Hi,

I'm no expert in this area, so take this with a pinch of salt
(interested to hear what others are doing)...

You have two problems, authentication and authorisation.

There are various options available for authentication (like http
basic, form login, ...) but these may be limited or complicated
depending on how your client and server are packaged and deployed.

For example, if your client and server are packaged into a single war,
then configuring authentication can be relatively straightforward and
can be done solely via spring security, as the client and server will
be within the same web application, which means once a user is
authenticated to access the client pages, they'll also be
authenticated to make calls to your web service, and browsers will
automatically take care of adding appropriate JSESSIONID cookies or
Authorization headers to your AJAX requests.

If your client and server are packaged and deployed separately (but
still within the same domain name), then authentication can get a bit
more complicated, although not insurmountable. The challenge here is
getting the user authenticated against the web service, and getting
that authentication information into your client-side code so it can
make authenticated AJAX requests. If you give me a bit more
information about how client and server are packaged and deployed, I
might be able to say more about the options. Generally, if client and
server are packaged and deployed separately, then you may want to go
for a pre-authentication approach in your spring security config, and
handle actual authentication in a web layer (e.g., Apache config)
before you get to the web applications.

The other problem is authorisation.
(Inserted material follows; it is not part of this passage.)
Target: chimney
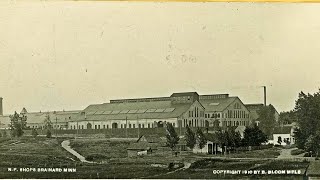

The main question here is which
part of your application (client, service) is responsible for what
authorisation decisions? E.g., you could push all authorisation
decisions down to the service, and leave the client completely open
(so the client-side code will need to be able to handle unauthorised
responses from the service), or you could go to the opposite extreme
and handle authorisation decisions in the client, in which case you
will want to limit access to different parts of the client application
(but this is probably not an option as you won't want to leave your
service open to hacking), or some combination of the two. Where the
decisions are made will affect how you configure authorisation via
spring security. E.g., if all authorisation decisions are implemented
at the service, then you may be able to do with just a bunch of
intercept-url directives in your service's spring security config,
restricting access to different service calls by URL path, http method
and user role.

Anyway, like I said, I'm not an expert, so caveat emptor, but hope
that helps.

Cheers

Alistair

--
Alistair Miles
Head of Epidemiological Informatics
Centre for Genomics and Global Health <http://cggh.org>
The Wellcome Trust Centre for Human Genetics
Roosevelt Drive
Oxford
OX3 7BN
United Kingdom
Web: http://purl.org/net/aliman
Email: [email protected]
Tel: +44 (0)1865 287669

On Jan 6, 2:04 pm, julio <[email protected]> wrote:
> Hi,
>
> I need to use Spring Security 3 in my application which is composed by
> Spring 3 for the server side and GWT 2.1 for the client side.
>
> Client side and server side are totally ""decoupled"", I mean they
> don't belong to the same project in the eclipse workspace (server side
> is managed by maven and client side uses prebuilt ant files) and till
> now they "communicate" each other using Rest/Json.
>
> Googling I found some tutorials and tips about integration with Spring
> Security but all of them suppose that "client side" knows spring-
> server-side classes, and so using @Controller @Autowired etc under the
> gwt.server package. In my case this is not possible (or not clean to
> do).
>
> Is there a way to use Spring Security and keeping the code
> "decoupled"? Maybe for every (rest) client request I should use "basic
> authentication"? And what about a normal login page authentication?